Study: Arctic Getting Darker, Making Earth Warmer
Despite a
late-season boost from the cold weather patterns similar to those that
blasted England with terrific storms in February, Arctic sea ice is
still on a long-term decline, according to the National Snow and Ice
Data Center.
The Arctic ice cap
expands every winter and shrinks every summer, in response to changing
temperatures, sunlight and weather conditions. The sea ice hit its
annual peak on March 21, covering 5.76 million square miles (14.91
million square kilometers), the NSIDC reported last week. That's the
fifth-lowest maximum extent since satellite record keeping started in
1979.
But until mid-March, researchers monitoring the icy blanket's annual growth thought the sea ice would be even smaller this year.
This
winter, the Arctic ice cover was hovering significantly below long-term
averages through the beginning of March, the NSIDC said. But ice pack
surged toward the Barents Sea north of Norway and the Bering Sea between
Alaska and Russia in mid-March, driven by strong winds.
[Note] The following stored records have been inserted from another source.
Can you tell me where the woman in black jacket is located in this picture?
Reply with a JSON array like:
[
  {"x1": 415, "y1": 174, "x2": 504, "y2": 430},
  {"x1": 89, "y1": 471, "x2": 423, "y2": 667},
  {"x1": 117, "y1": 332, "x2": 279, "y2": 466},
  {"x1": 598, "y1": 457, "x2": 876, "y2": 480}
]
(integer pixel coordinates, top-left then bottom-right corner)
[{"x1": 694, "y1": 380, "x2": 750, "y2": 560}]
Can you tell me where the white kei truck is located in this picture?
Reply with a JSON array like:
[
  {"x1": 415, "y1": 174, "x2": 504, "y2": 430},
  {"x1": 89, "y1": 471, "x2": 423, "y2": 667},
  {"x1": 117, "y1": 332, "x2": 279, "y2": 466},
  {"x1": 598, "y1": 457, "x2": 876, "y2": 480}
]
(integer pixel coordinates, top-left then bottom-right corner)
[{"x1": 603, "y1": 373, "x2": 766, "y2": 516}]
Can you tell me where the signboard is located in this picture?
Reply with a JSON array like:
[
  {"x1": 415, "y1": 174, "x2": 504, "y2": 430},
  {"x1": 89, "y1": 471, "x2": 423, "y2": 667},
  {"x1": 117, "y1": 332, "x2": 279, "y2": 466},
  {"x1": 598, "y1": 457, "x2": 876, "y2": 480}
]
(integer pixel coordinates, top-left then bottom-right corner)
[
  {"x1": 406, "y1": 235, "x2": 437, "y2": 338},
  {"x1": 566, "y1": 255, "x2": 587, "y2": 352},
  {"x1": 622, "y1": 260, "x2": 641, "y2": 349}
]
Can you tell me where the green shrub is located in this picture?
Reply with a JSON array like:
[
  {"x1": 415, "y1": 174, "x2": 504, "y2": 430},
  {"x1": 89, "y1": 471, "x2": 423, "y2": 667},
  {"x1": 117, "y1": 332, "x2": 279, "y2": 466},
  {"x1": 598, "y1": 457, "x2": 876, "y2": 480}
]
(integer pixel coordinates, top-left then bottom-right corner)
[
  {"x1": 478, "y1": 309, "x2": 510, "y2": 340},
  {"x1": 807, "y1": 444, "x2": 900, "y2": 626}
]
The surface
winds were kicked up by an low-pressure weather system in the eastern
Arctic and North Atlantic associated with a positive phase of the Arctic
Oscillation, the NSIDC said. The Arctic Oscillation is an atmospheric
circulation pattern over the northern polar region that affects the jet
stream. It causes stormy conditions over the North Atlantic when it is
in a positive, low-pressure phase. [Video: Arctic Sea-Ice Continues To Thin]
In
the past decade, the Arctic ice-cap extent has bobbed back and forth
among top 10 record lows, all the while continuing an overall steady
decline that started in the 1970s. Since 1978, the winter Arctic ice cap has shrunk
by 12 percent per decade, the NSIDC said in a statement. The lowest
winter maximum on record occurred in 2011, when the sea ice extended
5.65 million square miles (14.63 million square km).
On
the other hand, the proportion of so-called multiyear ice was higher
this year than in 2013: About 43 percent of this year's ice was more
than a year old, compared to only 30 percent last winter. Still, much of
that multiyear ice is only two years old, left over from the relatively
cool 2013 Arctic summer melt season. Only 7 percent of the multiyear
ice is older than 5 years, half of the amount present in February 2007.